1971 - Outside Denver, Colorado. Shot this from the car while my dad was driving. I've always been enraptured by clouds. Clouds and also silhouetted leafless trees against an evening sky. I used to waste a lot of film on those kinds of shots. Now I waste a lot of meg.
This particular shot caught my attention because of the contrast differential between the sky on the left and the dark storm clouds on the right. And, I liked the silhouettes along the bottom which nicely support the shot.
Problem was, in the original there were four phone lines snaking across the clouds right in the middle. I always hesitated posting that picture because it ruined the mood - "Just ignore those phone lines and focus on the concept of the shot - what was intended - the majesty behind the imperfection...." Yeah, right.
Well, I've tried fixing shots but never found a program that did it easily and cheaply - until now. Recently I've received a MacBook Air. After years of working mostly on Windows, I've been playing around with iPhoto. And there's this cool little "Retouch" button in the Edit section.
Now I remember "retouch" from my days as a professional darkroom technician at Drewry Photocolor in Burbank in my twenties, when I did all the black and white custom enlargements for a couple of years. Eventually, I got so good I could spend all day exposing light on photo paper that I could enlarge 175 pictures, then throw them all in the developer at the end of the day, one after another, and every single image would come up perfectly and stop at the right exposure without having to whip it out of the developer into the "stop." (It used to drive my boss crazy 'cause his job was to dry all those prints that popped out just before closing! - Of course, that's why I did it....)

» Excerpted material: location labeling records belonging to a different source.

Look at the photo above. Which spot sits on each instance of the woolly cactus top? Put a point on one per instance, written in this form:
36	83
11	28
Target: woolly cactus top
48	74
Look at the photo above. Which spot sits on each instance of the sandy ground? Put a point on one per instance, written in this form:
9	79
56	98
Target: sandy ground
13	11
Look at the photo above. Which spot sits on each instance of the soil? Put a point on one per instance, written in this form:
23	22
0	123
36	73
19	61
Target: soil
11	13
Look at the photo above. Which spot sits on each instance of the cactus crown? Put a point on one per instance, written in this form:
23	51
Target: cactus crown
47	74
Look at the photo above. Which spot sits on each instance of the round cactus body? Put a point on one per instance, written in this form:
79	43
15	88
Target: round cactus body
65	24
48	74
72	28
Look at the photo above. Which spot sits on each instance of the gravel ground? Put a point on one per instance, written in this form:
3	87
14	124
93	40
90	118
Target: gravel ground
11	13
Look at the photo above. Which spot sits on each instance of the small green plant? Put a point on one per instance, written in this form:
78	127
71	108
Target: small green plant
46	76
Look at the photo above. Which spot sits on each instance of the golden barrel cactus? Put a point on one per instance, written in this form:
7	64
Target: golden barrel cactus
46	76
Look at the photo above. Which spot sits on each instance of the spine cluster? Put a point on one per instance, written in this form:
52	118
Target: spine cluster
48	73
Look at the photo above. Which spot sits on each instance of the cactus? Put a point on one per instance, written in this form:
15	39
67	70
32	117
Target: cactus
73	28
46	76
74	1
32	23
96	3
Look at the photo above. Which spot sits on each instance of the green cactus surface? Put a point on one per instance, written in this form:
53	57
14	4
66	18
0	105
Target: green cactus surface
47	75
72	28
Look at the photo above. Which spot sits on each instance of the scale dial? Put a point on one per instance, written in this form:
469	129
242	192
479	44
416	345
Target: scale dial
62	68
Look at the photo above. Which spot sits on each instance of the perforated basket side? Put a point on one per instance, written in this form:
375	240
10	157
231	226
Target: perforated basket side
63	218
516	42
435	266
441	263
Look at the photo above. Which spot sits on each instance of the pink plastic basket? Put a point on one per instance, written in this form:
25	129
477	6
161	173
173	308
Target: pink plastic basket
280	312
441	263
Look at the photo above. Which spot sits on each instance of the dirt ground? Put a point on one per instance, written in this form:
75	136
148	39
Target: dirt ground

So, I thought "retouch" - hmmmmm... I wonder if the technology has gotten that good. I clicked the button. I adjust my "retouch brush" size. I whipped it along one of the phone lines and voila! - the damned thing vanished, like was never even there! Amazing!
In short order, all four lines were gone and the photo fulfills its true potential. But it made me think - does that same kind of retouching go on in life as well? Of course it does. In our memories we keep alive the parts we want and let the rest of the picture fade away until important parts of what things were really like - what really happened, are missing as if they never existed.
And so, all that we think is true, all we base our current decisions upon, has been purified, altered - in short, retouched. So, I'm keeping the original photo around so that I never forget the truth of the matter, even though I'm likely to only show around the perfected version to those who (aside from this post) will never know.
And I suppose that would be a good approach in life as well - to purify what I project, but never lose track of the reality of the situation in my own head.